Was ist der häufigste Job in Deutschland?

Der Verkäuferberuf als häufigster Job in Deutschland im Überblick

Im deutschen Arbeitsmarkt mit etwa 45 Millionen Erwerbstätigen ragt der Einzelhandelsverkauf heraus. Die Bundesagentur für Arbeit (BA) erfasst in ihrer Berufsstatistik jährlich die Verteilung: Verkäuferinnen und Verkäufer stellen 3,3 Prozent aller Jobs. Dieser Beruf umfasst Tätigkeiten von der Kundenberatung bis zur Kassebedienung, oft in Vollzeit oder Teilzeit. Regionale Schwerpunkte liegen in Nordrhein-Westfalen und Bayern, wo Discounter wie Aldi und Lidl Tausende einstellen.

Die Ausbildung dauert meist drei Jahre zur Einzelhandelskauffrau oder -kaufmann, doch viele starten ohne – über 40 Prozent der Beschäftigten sind ungelernte Hilfskräfte. Löhne bewegen sich zwischen 2.200 und 3.000 Euro brutto monatlich, abhängig von Tarifvertrag und Erfahrung. Dieser Job profitiert von der Stabilität des Offline-Handels, der trotz E-Commerce 2023 Umsätze von 650 Milliarden Euro generierte.
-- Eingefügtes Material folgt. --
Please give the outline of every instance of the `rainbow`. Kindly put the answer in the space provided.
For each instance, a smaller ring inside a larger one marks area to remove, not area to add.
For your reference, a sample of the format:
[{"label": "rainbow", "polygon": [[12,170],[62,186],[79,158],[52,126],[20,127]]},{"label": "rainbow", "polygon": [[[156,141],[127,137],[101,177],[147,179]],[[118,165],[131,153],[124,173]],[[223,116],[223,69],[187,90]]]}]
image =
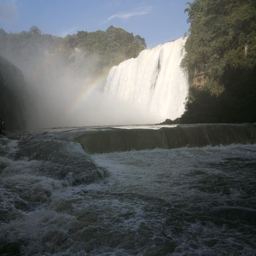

Statista-Daten bestätigen: Kein anderer Beruf erreicht diese Quote. Lageristen folgen mit 1,2 Millionen, doch Verkäufer überholen durch Flexibilität.

Warum ist Verkäufer der häufigste Beruf im Einzelhandel?

Der Einzelhandel beschäftigt 5,8 Millionen Menschen, davon fast ein Viertel als Verkäufer. Gründe: Ständige Fluktuation mit 15-Prozent-Jahreswechselrate, getrieben von Schichtarbeit und Wochenenddiensten. Discounter eröffnen jährlich Hunderte Filialen – Aldi Nord allein 150 neue 2022. Kundenverkehr bleibt hoch: Pro Kopf gibt jeder Deutsche 7.800 Euro im stationären Handel aus.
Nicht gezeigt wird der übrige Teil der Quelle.